Headline numbers mask AGP’s steady slide despite 10 years in power Premium
The Hindu
BJP’s junior ally in Assam, AGP, gets the same number of seats to contest as last time, but a granular analysis reveals slipping ground
While an upstart born in the aftermath of the anti-Citizenship (Amendment) Act protests manages to hold its own against the principal Opposition party, the one synonymous with regionalism in Assam is in terminal decline even after enjoying the perks of power for the past decade.
The Raijor Dal, with party chief Akhil Gogoi its sole MLA in the outgoing Assembly and that too as an Independent contesting from jail, has managed to wrangle 11 seats from the Congress after calling off alliance talks and announcing candidates for 13 seats.
The Asom Gana Parishad (AGP), BJP’s junior partner in the ruling National Democratic Alliance, has been given 26 seats.

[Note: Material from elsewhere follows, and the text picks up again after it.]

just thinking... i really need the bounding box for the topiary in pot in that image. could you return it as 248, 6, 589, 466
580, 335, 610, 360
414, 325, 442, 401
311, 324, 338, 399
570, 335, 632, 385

The headline number remains intact from the last election in 2021 – the party contested the same number of seats and won nine – but it’s the constituencies AGP has been relegated to that betrays the steady slide and dwindling bargaining chips vis-a-vis- its senior partner.
Party president and Minister Atul Bora keeps his Bokakhat constituency and Cabinet colleague Keshab Mahanta has been renominated from Kaliabor. Diptimayee Choudhury, the wife of party elder Phani Bhushan Choudhury, who now represents Barpeta in the Lok Sabha after serving eight consecutive terms as MLA from Bongaigaon, has been renominated. Prithviraj Rabha will defend his Tezpur seat while Prodip Hazarika has been shifted to Sivasagar from Amguri due to delimitation.
These are perhaps the only hurrahs for the regional outfit that was forged in the crucible of the Assam Agitation, swept to power in the mid-1980s, and secured another term in government a decade later. Thirteen of the AGP’s candidates this time are from the minority community, the highest proportion among parties barring Badruddin Ajmal’s All India United Democratic Front (AIUDF).
While Mr. Bora explained it away as winnability arithmetic and “local dynamics”, the plain truth is that the BJP, which named no Muslim candidate among its 89, has saddled its ally with the bulk of the post-delimitation constituencies with heavy minority concentration.